An induced subgraph is a subgraph whose vertices form a subset of the original graph's vertices, and its edges include all edges between those vertices. An n-vertex graph has \(2^n\) induced subgraphs.

Spanning Subgraph¶

A spanning subgraph is a subgraph that includes all vertices of the original graph and any subset of its edges. An m-edge graph has \(2^m\) spanning subgraphs.

Some Notes¶

• The only spanning induced subgraph is the graph itself.

• The number of subgraphs of a graph depends on its structure.

Graph Partitioning¶

Graph partitioning refers to dividing a graph into several subgraphs such that: - Their edges do not overlap. - All edges of the original graph are covered.

In other words, every edge of the graph belongs to exactly one subgraph.

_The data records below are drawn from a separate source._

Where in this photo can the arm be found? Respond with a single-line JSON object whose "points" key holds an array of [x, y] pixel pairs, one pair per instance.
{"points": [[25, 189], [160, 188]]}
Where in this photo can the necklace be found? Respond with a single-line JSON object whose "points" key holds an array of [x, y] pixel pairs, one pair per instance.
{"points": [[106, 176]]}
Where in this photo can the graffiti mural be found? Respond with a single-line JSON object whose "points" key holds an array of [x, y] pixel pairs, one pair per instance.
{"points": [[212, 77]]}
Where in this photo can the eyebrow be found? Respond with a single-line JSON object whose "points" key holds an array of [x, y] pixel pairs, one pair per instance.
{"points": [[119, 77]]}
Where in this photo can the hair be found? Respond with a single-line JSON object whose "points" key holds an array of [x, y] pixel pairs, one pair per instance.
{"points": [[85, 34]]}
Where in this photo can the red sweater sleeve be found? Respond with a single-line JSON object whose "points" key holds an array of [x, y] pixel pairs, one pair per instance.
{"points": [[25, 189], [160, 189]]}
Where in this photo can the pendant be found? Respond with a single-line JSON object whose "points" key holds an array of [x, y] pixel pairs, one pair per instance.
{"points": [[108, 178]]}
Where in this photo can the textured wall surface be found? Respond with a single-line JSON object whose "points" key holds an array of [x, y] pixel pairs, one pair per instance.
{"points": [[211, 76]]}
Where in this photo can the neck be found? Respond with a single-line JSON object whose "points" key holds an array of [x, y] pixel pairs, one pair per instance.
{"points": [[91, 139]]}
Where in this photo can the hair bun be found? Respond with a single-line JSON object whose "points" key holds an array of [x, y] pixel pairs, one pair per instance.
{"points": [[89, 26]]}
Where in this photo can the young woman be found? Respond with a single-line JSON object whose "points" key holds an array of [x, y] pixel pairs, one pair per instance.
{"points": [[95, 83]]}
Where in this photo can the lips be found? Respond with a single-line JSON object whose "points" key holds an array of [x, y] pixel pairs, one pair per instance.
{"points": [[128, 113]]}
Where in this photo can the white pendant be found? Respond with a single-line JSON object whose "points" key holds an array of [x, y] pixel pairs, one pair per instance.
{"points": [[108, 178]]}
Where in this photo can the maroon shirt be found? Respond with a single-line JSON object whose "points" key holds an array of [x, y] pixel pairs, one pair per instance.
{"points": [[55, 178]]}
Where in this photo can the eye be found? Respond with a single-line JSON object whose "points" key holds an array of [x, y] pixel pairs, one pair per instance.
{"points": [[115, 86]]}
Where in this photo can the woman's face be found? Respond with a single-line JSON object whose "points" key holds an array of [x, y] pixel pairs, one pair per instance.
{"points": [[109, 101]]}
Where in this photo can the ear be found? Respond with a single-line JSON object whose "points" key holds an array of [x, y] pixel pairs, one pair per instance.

You can think of partitioning as categorizing or edge-coloring. The figure below shows a partitioning of the graph \(K_4\) into two \(P_4\) graphs:

Independence Number and Clique Number¶

• The largest induced subgraph with no edges is called the maximum independent set. The number of vertices in this set is called the independence number of the graph, denoted by \(\alpha\) or \(\alpha(G)\) (the Greek letter "alpha").

• The largest induced subgraph where every pair of vertices is connected by an edge (i.e., a complete graph) is called the maximum clique. The number of vertices in this clique is called the clique number of the graph, denoted by \(\omega\) or \(\omega(G)\) (the Greek letter "omega").

These are important definitions, and many interesting problems revolve around them.